Newly seated Rep. John Katko wants the nation’s northern border to get the same attention as the one down south.
Katko, R-24 of Syracuse, introduced legislation last week to require the Department of Homeland Security to conduct a northern border threat analysis. The bill is Katko’s first since he took office earlier this month.
“As a former federal prosecutor on both the northern border in New York and the southern border in El Paso, Texas, I’ve seen first-hand the issues our nation faces countering drug trafficking and potential terrorist acts,” Katko said in a press release. “While great attention is justifiably given to the challenges of securing our southern border, ensuring the safety of our vast northern border is critical to our nation’s security.”
Katko’s district includes the Lake Ontario shoreline in Wayne, Cayuga and Oswego counties, which is part of the international border with Canada.
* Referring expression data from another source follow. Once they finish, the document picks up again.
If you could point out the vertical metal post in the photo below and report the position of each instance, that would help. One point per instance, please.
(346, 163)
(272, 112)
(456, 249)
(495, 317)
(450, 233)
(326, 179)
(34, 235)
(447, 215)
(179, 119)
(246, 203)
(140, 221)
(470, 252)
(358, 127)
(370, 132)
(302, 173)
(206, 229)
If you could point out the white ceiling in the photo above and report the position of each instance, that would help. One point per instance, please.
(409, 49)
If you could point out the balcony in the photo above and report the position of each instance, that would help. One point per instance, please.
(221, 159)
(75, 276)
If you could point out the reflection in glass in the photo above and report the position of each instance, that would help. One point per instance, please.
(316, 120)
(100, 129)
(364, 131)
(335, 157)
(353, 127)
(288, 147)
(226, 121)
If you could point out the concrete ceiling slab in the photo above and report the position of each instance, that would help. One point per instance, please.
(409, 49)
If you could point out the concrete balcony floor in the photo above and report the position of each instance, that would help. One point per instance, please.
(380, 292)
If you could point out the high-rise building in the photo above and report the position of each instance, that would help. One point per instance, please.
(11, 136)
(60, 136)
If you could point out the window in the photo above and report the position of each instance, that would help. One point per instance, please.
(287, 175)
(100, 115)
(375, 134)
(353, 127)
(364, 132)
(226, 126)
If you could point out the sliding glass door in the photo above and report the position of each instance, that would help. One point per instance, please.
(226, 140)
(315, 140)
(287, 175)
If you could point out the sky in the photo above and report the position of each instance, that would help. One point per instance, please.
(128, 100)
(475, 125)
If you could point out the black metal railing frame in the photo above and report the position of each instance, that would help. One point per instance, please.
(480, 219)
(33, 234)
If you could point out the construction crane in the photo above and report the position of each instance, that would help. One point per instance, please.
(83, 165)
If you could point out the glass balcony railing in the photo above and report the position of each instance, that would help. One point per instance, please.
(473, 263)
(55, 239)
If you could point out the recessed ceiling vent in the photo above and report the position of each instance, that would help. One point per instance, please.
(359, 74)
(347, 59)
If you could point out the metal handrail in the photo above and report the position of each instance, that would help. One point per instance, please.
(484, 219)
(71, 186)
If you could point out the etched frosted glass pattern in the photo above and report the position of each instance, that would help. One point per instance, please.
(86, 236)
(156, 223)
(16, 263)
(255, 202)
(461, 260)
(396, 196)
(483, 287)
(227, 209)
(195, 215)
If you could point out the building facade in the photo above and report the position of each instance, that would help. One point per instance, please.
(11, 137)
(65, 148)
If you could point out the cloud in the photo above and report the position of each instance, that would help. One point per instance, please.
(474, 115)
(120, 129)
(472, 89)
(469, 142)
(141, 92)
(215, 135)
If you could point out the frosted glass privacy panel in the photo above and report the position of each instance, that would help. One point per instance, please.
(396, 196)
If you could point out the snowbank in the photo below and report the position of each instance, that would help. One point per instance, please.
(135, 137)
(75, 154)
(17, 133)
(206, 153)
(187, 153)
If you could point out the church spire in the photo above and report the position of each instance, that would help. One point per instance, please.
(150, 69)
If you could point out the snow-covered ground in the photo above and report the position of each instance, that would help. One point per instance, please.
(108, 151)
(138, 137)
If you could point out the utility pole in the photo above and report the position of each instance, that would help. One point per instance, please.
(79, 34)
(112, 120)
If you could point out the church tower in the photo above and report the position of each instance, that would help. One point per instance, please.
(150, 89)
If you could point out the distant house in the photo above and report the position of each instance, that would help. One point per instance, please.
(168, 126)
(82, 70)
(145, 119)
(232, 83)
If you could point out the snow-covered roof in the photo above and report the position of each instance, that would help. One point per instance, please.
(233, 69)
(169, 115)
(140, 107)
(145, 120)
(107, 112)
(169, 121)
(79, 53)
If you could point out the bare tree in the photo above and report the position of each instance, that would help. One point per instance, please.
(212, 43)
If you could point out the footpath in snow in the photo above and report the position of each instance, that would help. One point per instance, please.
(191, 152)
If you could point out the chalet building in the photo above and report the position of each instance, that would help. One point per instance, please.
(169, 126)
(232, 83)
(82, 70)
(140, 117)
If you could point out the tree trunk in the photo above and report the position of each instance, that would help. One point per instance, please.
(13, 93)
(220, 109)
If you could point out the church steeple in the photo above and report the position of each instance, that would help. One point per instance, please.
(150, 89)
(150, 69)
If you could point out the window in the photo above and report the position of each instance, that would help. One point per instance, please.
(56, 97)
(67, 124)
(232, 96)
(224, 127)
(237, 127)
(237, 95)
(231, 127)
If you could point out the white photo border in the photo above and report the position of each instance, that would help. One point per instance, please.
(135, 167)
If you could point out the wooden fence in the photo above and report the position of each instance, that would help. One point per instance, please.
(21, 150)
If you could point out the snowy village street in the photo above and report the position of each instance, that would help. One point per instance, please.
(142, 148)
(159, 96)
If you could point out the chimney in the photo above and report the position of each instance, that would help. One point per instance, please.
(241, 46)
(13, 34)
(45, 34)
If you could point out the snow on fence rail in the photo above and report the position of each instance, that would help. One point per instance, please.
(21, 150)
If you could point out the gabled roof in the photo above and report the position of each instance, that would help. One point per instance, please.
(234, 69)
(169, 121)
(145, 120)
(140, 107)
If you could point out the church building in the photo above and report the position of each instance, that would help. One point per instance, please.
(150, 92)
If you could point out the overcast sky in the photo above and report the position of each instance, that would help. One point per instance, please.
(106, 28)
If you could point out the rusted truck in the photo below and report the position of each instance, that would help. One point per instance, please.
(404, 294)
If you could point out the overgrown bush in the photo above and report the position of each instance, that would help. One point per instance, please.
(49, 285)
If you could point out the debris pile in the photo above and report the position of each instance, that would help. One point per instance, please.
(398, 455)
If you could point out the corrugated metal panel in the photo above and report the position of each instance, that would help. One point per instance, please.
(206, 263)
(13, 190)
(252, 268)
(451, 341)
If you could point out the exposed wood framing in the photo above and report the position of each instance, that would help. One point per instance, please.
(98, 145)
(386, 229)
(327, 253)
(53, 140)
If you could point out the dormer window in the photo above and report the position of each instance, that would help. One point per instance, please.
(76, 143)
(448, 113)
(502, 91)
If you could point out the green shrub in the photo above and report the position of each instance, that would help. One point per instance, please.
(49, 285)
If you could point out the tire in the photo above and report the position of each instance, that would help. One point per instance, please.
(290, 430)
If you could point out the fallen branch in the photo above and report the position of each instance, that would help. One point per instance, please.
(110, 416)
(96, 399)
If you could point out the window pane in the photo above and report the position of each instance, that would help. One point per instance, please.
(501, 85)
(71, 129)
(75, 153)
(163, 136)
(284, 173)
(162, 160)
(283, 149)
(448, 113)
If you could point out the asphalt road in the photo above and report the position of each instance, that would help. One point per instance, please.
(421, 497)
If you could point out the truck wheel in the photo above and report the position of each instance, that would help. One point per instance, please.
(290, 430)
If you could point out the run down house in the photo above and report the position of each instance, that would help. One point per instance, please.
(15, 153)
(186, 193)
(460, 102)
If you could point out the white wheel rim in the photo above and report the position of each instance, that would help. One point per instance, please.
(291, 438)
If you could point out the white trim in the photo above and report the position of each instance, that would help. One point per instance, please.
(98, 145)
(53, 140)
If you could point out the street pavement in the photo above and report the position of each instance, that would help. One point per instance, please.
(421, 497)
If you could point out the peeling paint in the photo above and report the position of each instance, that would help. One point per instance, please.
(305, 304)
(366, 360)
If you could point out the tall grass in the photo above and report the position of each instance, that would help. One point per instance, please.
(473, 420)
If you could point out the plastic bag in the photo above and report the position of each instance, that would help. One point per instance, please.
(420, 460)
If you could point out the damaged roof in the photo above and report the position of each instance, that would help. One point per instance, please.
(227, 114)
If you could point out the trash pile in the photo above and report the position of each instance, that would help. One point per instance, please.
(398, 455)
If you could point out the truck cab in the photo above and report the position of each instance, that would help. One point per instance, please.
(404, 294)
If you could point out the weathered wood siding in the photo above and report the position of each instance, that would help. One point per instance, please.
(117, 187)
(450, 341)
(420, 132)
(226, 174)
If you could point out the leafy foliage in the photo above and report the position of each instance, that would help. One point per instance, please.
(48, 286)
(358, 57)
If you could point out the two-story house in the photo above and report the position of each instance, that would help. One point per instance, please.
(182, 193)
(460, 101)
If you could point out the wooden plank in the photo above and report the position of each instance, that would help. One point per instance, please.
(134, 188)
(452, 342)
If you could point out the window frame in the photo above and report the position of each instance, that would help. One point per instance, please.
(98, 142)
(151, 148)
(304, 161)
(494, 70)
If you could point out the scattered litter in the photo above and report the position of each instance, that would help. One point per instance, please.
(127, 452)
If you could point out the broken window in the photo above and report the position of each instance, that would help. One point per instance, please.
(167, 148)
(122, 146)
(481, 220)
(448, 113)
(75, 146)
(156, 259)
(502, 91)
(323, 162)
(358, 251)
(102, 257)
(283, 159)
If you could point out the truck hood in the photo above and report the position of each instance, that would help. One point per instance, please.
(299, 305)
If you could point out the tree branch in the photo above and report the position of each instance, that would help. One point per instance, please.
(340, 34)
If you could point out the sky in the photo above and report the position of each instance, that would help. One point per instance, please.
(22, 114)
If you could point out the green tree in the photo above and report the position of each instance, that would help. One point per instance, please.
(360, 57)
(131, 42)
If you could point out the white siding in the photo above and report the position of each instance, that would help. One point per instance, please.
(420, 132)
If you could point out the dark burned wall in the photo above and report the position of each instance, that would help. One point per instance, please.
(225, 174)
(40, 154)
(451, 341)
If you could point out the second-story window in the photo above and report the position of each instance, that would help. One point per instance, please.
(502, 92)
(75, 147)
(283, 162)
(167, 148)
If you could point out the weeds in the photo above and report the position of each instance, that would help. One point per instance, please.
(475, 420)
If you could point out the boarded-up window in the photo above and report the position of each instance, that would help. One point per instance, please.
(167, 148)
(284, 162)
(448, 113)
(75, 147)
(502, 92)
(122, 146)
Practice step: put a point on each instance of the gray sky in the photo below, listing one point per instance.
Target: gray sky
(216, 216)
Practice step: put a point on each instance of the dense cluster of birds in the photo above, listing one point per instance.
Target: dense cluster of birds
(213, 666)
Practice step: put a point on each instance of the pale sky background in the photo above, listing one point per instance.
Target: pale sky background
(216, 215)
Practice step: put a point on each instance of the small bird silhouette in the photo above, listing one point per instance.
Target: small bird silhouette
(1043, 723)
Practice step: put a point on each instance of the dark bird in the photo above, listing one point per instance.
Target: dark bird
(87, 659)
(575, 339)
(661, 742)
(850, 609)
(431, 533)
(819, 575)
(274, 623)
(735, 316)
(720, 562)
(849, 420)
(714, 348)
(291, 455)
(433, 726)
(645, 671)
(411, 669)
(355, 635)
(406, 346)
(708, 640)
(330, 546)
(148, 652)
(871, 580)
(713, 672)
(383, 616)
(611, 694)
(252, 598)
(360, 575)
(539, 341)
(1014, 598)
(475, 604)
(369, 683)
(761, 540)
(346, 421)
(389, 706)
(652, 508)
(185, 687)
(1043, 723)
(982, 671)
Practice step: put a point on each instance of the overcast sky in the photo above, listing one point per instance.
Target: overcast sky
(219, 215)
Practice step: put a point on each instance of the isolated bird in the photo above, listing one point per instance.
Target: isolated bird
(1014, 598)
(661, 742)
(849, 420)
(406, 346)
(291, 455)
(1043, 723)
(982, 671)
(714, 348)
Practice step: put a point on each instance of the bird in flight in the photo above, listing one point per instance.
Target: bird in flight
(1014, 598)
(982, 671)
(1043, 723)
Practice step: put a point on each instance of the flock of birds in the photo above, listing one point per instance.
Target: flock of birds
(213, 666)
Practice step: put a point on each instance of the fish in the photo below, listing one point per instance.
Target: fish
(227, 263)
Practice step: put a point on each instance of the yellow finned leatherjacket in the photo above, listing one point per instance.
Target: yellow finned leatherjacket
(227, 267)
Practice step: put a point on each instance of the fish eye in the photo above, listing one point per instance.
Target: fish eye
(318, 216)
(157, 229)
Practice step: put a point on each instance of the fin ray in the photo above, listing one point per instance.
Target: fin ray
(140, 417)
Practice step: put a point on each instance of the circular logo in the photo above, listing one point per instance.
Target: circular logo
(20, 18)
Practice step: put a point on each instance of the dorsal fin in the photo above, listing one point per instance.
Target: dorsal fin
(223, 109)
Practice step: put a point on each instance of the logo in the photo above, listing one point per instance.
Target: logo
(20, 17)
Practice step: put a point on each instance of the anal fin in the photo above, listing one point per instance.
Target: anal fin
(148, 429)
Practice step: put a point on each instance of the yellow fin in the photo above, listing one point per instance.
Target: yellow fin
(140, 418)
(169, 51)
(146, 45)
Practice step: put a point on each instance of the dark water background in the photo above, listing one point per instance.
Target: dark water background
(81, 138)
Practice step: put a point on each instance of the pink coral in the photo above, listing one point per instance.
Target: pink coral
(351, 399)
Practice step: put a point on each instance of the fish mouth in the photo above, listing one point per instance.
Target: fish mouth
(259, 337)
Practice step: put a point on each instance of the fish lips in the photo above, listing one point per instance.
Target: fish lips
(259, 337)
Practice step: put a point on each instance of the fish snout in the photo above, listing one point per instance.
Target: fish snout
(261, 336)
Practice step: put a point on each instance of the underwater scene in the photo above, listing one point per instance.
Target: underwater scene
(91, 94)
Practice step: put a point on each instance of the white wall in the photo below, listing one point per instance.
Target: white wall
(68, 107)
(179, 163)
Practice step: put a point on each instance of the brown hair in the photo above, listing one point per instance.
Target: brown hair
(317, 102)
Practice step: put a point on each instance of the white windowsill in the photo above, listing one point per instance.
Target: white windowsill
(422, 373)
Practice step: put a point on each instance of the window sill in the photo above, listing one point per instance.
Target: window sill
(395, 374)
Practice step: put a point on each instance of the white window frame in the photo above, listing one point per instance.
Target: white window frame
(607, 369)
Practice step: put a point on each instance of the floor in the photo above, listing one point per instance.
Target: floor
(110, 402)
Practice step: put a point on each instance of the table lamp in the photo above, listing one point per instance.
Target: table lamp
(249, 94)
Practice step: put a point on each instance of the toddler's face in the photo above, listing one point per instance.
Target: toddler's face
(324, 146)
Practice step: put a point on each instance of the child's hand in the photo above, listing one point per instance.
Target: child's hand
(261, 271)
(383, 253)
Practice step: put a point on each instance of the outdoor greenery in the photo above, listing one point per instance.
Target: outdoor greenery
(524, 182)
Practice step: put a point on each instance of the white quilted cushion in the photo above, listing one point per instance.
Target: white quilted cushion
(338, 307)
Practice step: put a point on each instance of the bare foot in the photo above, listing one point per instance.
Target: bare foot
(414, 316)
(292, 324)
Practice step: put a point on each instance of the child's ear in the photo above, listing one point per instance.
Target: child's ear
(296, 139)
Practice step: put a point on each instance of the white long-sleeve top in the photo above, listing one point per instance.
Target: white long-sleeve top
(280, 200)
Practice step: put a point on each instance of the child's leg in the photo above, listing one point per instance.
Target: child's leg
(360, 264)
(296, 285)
The area includes two nuclear plants, R.E. Ginna in Ontario and Nine Mile Point near Syracuse, along with the Hancock Field Air National Guard Base, the Port of Oswego and Hancock International Airport.
Katko said he also added an amendment to a bill passed last week by the House Committee on Homeland Security, of which he is a member. The amendment to the Secure Our Borders First Act authorizes the deployment of the same type of technology and resources on the northern border as it does for the southern border.
The Secure Our Borders First Act also includes the language from Katko’s stand-alone bill.
“I’m committed to enacting tough border security to ensure the safety of upstate New York and the sovereignty of our nation,” Katko said. “Requiring timely assessment of the threats posed by illegal entry on both the northern and southern border, and adequately responding to those threats, is crucial to making that happen.”
The Secure our Borders First Act would allocate $10 billion for border security. It has come under fire from both sides of the aisle, with some Democrats arguing that it does not offer real solutions and some Republicans arguing that it represents a prelude to amnesty.